This affliction, as it were, is not something taken lightly because, when allowed to spread, stagnation follows and creativity becomes something others are responsible for. You have encountered it, of this I am sure, when a colleague resorts to complaints rather than simple troubleshooting. When eyes are rolled if a simple request falls outside someone’s comfort zone. Creativity is not just art and music. It is problem solving. It is defining a solution outside the norm based on limitations of a team or process. It is trying! It is not just a quote for posting so others can like but not follow. It is failing so you know what does not work and trying again to potentially fail in a new way.
Patience is tested when someone has clearly lost that childhood interest of trying. Excuse making becomes a talent at this point:
- “I’m not familiar with that”
- “That’s not how we have done it”
- “I normally just ask someone to do this for me”

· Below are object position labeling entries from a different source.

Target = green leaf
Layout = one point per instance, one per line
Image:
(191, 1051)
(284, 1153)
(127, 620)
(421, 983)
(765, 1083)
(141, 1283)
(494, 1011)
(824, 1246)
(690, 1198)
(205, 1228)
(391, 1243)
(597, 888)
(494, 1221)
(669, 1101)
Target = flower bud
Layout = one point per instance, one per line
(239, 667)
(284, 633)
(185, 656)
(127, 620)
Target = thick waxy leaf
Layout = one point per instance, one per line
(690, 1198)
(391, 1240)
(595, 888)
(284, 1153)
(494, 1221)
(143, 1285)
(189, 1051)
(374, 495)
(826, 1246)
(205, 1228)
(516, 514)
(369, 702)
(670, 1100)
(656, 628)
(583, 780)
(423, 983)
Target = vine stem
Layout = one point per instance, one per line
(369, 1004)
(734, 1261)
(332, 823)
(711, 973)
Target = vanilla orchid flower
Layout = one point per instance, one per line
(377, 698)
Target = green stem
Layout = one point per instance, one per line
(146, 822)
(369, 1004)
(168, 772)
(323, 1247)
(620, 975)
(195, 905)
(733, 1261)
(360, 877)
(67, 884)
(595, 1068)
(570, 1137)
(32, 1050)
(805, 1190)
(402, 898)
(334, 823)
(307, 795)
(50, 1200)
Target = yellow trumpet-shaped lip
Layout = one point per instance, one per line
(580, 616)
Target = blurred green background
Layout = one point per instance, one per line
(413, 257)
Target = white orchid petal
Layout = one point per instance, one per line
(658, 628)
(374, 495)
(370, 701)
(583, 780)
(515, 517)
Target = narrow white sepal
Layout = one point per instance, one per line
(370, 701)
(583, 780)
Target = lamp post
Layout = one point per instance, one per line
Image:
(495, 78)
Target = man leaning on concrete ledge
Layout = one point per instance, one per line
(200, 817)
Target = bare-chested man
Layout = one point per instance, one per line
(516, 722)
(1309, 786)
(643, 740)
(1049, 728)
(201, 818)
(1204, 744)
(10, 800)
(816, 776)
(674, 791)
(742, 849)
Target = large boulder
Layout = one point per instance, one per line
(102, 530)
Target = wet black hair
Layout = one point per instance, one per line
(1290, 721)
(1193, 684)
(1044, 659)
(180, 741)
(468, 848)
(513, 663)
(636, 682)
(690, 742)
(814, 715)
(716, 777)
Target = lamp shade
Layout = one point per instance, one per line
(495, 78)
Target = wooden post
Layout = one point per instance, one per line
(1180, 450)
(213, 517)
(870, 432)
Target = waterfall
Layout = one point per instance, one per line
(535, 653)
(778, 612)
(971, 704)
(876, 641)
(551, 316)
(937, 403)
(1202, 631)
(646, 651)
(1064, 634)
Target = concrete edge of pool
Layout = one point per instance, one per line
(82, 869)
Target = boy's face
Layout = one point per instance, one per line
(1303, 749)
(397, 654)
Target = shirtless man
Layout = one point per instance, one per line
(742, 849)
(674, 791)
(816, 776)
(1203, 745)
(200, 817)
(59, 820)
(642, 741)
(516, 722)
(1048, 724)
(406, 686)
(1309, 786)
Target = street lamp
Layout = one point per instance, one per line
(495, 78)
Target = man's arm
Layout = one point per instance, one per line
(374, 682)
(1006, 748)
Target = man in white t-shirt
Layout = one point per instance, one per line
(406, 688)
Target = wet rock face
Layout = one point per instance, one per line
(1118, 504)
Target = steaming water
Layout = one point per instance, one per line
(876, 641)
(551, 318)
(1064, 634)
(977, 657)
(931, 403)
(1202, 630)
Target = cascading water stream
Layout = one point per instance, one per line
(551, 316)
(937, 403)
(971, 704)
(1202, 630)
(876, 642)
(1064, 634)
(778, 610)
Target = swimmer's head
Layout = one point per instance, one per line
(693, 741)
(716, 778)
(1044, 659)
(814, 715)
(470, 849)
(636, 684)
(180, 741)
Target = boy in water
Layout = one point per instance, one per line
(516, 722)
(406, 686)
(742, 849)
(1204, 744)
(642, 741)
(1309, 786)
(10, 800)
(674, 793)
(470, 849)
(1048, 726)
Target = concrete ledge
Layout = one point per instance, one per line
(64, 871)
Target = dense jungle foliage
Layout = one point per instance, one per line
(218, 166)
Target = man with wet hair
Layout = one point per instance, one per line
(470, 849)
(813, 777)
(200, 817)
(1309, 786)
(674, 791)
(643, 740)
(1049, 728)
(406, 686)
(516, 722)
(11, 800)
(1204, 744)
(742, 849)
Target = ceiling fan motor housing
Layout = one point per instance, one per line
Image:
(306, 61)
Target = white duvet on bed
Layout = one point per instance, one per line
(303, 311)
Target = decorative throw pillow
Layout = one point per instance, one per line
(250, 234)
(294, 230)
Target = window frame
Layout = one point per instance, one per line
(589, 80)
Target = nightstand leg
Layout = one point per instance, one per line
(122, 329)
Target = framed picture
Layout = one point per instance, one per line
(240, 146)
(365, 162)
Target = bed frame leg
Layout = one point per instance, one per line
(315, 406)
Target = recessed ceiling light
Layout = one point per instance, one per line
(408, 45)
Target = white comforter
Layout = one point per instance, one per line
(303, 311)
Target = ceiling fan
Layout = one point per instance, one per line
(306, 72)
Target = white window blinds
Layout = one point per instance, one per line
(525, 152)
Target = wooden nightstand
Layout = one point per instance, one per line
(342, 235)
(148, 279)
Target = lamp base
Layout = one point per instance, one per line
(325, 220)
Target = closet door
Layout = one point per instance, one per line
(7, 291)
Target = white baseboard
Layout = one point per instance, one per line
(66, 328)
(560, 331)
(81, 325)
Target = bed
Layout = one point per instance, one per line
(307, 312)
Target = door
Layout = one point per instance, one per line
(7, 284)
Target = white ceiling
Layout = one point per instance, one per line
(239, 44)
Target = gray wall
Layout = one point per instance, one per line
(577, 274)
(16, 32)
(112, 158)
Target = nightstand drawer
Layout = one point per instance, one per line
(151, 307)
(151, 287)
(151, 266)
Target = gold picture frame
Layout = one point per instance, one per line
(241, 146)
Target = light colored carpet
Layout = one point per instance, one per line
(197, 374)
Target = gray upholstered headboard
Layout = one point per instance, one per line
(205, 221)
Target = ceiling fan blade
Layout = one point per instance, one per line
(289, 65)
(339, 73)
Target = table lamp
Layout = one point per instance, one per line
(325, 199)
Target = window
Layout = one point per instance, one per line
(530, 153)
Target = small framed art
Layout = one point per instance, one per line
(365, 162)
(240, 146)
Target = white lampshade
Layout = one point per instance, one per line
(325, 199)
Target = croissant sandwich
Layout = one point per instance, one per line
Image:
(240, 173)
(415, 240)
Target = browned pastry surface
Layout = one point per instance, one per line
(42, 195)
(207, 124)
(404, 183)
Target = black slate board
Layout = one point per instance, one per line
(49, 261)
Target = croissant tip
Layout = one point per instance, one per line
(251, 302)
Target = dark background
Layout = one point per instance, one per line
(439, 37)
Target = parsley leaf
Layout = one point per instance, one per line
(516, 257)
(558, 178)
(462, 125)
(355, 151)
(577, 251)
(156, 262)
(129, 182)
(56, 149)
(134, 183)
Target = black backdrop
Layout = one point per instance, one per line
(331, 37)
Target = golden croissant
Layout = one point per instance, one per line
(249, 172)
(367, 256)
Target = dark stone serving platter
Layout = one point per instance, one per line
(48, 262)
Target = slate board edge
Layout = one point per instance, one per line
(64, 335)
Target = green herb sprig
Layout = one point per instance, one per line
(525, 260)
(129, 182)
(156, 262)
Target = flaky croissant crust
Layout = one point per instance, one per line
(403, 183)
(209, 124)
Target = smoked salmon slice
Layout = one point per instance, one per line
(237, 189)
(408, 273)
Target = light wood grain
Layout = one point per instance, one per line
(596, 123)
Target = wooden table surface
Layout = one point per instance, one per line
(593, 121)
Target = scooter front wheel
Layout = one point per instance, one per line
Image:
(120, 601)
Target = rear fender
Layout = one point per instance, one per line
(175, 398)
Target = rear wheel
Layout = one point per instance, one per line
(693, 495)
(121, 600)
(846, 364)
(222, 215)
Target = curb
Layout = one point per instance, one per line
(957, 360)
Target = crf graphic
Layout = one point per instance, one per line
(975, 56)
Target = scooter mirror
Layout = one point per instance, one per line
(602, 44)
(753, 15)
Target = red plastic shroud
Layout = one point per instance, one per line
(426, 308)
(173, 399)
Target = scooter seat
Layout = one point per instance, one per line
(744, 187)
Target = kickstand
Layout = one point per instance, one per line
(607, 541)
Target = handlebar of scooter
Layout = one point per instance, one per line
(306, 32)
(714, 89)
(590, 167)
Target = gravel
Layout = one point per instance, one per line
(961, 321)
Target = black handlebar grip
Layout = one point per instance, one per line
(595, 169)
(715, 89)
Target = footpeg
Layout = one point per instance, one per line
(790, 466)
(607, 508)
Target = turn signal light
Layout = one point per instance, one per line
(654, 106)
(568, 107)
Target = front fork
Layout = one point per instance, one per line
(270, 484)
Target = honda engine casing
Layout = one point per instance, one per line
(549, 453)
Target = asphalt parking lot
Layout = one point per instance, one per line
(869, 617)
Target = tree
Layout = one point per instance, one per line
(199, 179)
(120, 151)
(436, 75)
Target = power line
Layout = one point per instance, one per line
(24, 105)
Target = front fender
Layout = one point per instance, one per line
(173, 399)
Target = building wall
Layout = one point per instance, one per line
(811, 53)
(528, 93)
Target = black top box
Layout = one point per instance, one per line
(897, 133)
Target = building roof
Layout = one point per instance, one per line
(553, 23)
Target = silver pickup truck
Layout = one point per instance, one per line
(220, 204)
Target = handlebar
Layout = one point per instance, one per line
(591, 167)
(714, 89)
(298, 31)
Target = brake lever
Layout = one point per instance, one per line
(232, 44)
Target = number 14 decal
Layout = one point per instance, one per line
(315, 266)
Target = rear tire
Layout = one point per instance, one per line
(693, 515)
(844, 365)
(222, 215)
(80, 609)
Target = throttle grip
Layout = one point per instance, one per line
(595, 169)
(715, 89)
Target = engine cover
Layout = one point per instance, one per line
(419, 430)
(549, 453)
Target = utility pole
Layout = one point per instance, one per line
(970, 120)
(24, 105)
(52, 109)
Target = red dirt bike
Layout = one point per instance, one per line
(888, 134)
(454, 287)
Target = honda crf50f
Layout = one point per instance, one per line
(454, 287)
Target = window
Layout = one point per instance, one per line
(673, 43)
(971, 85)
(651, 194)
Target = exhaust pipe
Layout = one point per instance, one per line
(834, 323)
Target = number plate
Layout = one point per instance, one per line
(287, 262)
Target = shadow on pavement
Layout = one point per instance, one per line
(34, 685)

Say, rather, that you have given up. That spending a few minutes trying a new method is such a foreign concept that it is deemed unworthy BEFORE you have even tried. Defeat has been accepted. Buck has been passed.
If I dare to push back and ask questions such as “what have you tried so far?” or “did you try another way?”, I may as well be committing a sin against humanity. When an excuse is provided, I am to accept that excuse and go about solving problems for another? The reason I have come to understand the problem is because, at one point, I was presented with the same and had to work through options to solve. In short…I tried. It uncovered other aspects of which I was unaware. Other connections which may deem useful for future tasks. I am robbing someone of those connections and lessons by my doing for them. Why is this awful?
The Lost Art of Trying raises its ugly head all too often in the corporate world. When it does, it defies logic and removes hope. Sitting stagnant is no way to live or work. My methods are far from perfect and some may say practical. A round about solution to a problem may seem a waste of time. Gladly would I waste time if it means I try and do.